Every endpoint detection vendor on Earth runs the same kind of model under the hood — Isolation Forest, gradient-boosted trees, an autoencoder for the boutique vendors. They all read Windows event logs. They all score behaviour against a baseline. They all flag deviations.

What they don't all do — what almost none of them do — is show you the math. When CrowdStrike fires a risk of 87, the dashboard does not tell you which features mattered, what their thresholds were, or what the user's baseline looked like. The explanation is an enterprise upsell. It's gated behind a CSM call.

For an SMB IT manager — the person reading this right now — the gated explanation is the problem. You bought the EDR to answer one question: is this a real attack, and what do I do about it? The score by itself can't answer either half.

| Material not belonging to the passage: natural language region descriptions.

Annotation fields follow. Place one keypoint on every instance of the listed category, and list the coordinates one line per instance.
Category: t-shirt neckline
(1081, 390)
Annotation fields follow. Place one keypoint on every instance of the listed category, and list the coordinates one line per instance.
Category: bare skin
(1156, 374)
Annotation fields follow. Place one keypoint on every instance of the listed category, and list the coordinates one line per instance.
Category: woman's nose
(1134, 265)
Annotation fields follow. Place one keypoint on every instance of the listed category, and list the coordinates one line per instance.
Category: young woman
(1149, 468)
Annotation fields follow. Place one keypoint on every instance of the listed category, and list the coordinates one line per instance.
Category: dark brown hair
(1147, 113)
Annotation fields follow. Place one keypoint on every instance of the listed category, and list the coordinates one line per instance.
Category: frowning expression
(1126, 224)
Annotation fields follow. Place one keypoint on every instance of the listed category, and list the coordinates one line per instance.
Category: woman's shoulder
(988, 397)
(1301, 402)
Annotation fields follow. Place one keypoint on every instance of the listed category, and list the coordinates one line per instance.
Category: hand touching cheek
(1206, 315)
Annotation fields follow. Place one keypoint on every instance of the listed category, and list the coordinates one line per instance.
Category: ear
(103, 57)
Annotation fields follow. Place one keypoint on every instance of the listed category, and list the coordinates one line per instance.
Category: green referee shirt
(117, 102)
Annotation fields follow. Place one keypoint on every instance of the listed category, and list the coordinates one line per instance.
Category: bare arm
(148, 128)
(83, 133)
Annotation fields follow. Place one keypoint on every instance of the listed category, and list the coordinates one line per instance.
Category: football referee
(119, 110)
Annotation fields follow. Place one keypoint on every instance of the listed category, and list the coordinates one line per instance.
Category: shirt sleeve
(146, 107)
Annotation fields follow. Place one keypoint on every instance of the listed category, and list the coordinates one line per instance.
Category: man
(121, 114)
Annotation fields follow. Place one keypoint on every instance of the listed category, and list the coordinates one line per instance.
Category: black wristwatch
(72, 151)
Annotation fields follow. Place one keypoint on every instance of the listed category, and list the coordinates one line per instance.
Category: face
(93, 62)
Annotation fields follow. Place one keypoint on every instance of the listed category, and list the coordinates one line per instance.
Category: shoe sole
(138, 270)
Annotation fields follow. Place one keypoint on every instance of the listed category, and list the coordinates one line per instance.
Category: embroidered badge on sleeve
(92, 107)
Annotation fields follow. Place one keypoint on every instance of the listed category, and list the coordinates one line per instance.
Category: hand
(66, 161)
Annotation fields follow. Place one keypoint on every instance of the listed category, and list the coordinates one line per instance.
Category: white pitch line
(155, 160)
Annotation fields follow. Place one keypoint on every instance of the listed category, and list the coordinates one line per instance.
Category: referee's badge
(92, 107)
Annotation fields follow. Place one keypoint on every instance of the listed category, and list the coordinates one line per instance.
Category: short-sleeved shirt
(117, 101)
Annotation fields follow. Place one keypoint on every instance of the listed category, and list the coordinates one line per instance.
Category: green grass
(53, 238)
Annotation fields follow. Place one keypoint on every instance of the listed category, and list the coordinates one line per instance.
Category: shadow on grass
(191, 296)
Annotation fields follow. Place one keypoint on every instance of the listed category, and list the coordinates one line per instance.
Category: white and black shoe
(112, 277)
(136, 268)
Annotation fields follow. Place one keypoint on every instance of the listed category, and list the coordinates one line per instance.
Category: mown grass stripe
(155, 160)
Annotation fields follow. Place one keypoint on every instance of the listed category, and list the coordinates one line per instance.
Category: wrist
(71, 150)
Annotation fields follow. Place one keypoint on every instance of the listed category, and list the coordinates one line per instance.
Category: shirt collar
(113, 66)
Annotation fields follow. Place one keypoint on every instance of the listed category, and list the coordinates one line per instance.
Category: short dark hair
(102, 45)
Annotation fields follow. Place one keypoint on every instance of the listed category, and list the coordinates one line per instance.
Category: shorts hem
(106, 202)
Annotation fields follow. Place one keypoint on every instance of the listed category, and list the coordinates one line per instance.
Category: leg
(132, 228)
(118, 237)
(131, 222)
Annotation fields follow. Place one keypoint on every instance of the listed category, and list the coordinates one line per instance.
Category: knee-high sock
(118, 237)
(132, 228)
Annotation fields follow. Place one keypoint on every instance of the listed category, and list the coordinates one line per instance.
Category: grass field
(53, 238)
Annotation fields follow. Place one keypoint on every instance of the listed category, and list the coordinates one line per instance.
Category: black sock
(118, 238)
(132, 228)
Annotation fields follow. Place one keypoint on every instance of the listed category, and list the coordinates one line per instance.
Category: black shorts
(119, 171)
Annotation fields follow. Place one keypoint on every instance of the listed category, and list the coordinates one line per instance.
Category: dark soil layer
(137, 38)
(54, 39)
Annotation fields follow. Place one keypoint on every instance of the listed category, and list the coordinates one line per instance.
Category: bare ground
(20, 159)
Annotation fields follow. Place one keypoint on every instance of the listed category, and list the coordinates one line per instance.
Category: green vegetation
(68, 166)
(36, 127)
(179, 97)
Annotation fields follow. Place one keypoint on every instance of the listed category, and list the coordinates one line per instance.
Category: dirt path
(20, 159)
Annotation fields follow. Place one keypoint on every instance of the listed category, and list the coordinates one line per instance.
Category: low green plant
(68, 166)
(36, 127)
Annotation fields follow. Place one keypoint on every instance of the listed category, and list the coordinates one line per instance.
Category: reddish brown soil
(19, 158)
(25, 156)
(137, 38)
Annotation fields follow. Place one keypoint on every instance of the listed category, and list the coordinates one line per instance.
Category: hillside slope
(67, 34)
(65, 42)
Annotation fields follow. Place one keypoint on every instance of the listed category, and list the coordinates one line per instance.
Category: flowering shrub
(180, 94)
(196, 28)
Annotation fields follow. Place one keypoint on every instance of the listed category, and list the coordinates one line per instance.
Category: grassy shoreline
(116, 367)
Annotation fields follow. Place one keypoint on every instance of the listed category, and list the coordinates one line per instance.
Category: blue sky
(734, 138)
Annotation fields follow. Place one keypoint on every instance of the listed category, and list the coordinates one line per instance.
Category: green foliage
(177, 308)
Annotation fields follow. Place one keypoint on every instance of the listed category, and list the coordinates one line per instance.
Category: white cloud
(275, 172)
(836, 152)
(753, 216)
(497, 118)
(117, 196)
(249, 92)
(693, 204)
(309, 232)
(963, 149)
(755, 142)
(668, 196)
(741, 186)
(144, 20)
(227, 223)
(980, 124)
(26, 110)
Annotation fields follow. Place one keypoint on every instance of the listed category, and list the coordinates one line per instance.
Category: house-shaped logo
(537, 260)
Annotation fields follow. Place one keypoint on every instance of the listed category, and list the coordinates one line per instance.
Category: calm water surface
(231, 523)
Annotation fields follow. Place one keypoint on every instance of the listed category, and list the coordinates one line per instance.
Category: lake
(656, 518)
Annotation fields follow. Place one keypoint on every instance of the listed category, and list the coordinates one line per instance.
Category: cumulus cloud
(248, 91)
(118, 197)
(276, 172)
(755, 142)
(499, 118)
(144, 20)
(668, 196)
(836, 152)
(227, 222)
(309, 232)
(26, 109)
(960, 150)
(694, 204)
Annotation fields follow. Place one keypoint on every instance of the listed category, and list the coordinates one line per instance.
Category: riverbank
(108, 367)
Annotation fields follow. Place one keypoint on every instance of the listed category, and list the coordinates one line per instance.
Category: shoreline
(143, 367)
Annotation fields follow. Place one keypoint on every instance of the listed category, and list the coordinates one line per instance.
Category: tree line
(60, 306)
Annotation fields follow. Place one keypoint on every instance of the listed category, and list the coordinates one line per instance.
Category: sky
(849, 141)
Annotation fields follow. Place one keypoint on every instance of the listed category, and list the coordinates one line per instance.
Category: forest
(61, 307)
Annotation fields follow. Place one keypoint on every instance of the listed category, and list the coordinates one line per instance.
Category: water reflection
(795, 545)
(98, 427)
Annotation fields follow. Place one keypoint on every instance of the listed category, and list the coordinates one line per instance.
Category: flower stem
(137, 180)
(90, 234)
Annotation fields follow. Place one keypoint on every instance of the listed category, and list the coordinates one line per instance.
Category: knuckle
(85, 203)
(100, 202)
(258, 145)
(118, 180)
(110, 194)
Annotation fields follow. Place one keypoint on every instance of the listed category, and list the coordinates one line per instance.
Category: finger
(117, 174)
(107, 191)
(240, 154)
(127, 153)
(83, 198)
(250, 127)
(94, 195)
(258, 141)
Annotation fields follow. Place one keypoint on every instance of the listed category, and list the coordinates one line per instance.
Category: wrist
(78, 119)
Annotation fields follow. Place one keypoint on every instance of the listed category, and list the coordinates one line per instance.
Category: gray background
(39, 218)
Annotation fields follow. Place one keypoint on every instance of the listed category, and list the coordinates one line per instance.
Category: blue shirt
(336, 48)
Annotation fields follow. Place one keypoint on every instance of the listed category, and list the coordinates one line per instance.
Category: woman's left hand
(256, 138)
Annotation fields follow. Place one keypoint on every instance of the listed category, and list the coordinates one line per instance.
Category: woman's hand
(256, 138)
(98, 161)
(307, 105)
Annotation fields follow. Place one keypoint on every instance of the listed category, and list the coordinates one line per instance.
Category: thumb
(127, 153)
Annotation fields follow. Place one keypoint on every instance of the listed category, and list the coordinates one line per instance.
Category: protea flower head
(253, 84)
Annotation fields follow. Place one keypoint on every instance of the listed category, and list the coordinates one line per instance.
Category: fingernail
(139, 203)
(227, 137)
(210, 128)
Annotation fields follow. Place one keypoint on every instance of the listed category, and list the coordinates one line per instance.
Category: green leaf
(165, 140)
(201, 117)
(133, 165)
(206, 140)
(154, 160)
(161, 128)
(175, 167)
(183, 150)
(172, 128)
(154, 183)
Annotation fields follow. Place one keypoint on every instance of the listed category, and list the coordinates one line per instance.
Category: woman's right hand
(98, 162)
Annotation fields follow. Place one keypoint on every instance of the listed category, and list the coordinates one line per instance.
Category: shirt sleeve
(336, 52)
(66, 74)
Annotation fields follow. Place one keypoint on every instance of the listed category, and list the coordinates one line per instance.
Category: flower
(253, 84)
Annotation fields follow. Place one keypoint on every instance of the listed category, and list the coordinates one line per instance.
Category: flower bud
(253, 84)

ABTDS treats explainability as a load-bearing feature, not a marketing checkbox. Every alert is decomposed into 9 weighted factors. Each factor shows its inputs, its threshold, and the user's per-feature baseline. Each factor sums to a cap. The caps sum to exactly 100. No mystery numbers. No hidden weights.

Then, on top of the math, we run a Gemini analysis that translates the breakdown into plain English — attack type, likely actor, summary, three things to do, three things the user should do. The math proves the model. The summary lets you act in 30 seconds.

We're not better at detection than CrowdStrike. We're not faster than SentinelOne. We're honest about how the detection happened. That turns out to be enough — because for an IT manager without a SOC, honesty is the feature.